The Neuroscience of Pleasure and Love: reviewed
Last month, I attended Science on Tap’s for a lecture called “The Neuroscience of Pleasure and Love”. Dr. Larry Sherman, a neuroscientist at OHSU and president of the Oregon Chapter of the Society for Neuroscience, promised to reveal more information about how we love, what we love, and who we love.

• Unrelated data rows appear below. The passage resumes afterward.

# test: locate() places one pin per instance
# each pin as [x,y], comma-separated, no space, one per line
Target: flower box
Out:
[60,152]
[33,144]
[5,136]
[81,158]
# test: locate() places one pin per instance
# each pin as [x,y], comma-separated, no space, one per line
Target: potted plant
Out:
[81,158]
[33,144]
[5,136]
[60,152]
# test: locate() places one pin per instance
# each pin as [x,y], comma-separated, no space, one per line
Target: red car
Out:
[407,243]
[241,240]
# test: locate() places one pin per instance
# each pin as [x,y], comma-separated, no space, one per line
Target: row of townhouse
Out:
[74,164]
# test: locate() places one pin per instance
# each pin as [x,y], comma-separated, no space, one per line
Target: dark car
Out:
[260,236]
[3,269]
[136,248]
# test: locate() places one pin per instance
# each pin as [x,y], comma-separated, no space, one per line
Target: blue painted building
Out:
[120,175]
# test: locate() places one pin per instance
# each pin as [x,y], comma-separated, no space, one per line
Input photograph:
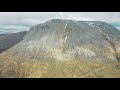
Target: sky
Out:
[12,22]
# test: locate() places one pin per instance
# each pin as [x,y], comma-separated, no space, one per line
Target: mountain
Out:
[69,40]
[9,40]
[63,48]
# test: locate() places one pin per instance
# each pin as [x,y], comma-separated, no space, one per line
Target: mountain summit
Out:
[69,40]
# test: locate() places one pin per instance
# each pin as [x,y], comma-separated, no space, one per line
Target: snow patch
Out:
[87,52]
[65,26]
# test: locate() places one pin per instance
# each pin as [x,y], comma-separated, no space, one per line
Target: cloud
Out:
[118,28]
[12,28]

Dr. Sherman was quick to point something out to all of us.
“I am not Dr. Love.”
To prepare for this lecture, he read up on essays and studies and books regarding the brain and our responses to pleasure, love and commitment. Dr. Sherman introduced his finished presentation as, “Lust, Chocolate and Prairie Voles.” Dr. Sherman asked us all to consider our ideas of pleasure. I stared at the wall in front of me, gaze directed away from the speaker and thought about my perception of sex, beauty and people and things I love to be around. Dr. Sherman organized his presentation into three phases: lust, romance and commitment or rejection.
I learned more than a handful of things that opened up my ways of thinking related to pleasure. Take aspirin when I feel heartache. Ocytocin plays a hell of a role in relationships. Our attraction to more feminine or masculine faces are associated with our estrogen and testosterone levels.
Dr. Sherman briefly touched on Hedonia and Eudaimonia. Hedonia is pleasure, enjoyment, satisfaction and the absence of distress. Eudaimonia, more complex in it's nature, is authenticity, understanding the bigger picture, striving for higher higher standards in one’s behavior, and self-actualization. Dr. Sherman pointed out a few categories in the higher level of pleasures: money, art, giving and music. There are studies that dissect how humans are wired to find things pleasurable, and one involves looking at the process of eating. Through functional MRI testing, studies show that men and women experience pleasure differently through differentiating protein receptors.
Ultimately, I learned that there is so much more to it all than I had previously imagined. Science on Tap did an incredible job of hosting and Dr. Sherman presented complex information in an unintimidating and relatable way.